Personal information
- Date of birth: 28 July 1988 (age 36)
- Place of birth: Swaziland
- Height: 1.80 m (5 ft 11 in)
- Position(s): goalkeeper

Team information
- Current team: Mbombela United

Senior career*
- Years: Team / Apps / (Gls)
- 2012-2013: Royal Eagles F.C. / 15 / (0)
- 2015-2018: Mbabane Swallows F.C.
- 2018-: Mbombela United / 10 / (0)

International career
- 2010–: Eswatini / 15 / (1)

= Sandile Ginindza =

Sandile 'Nkomishi' Ginindza is a Liswati professional footballer who plays for Mbabane Swallows F.C. and the Eswatini national football team.

==Career==

Sandile Ginindza played in the 4-2 2016 COSAFA Cup win over Zambia, making two penalty shoot-out saves before scoring the winning penalty, therefore scoring his first career penalty thus enabling his team to reach the semi-finals. Also, he was named in both Swaziland squads for the 2017 Africa Cup of Nations qualifiers and for the 2016 COSAFA Cup.

Orlando Pirates FC were reportedly watching him play in a 3-0 win over Manzini Sea Birds F.C. to replace their late goalkeeper Senzo Meyiwa.
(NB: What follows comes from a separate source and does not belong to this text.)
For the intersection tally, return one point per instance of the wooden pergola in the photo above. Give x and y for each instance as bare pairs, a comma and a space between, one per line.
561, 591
Assailing a Mbabane Swallows F.C. fan and a Deputy Sheriff who tried to intervene, he was brought before a magistrate and was liable to be fined E15000 which is the consequence for assaulting a spectator according to the Swazi Premier League rules in Article 7.

Featured as 'Moemish of the Week' in the show Soccer Zone on Monday when he made an error which made it 2-0 for Thanda Royal Zulu F.C.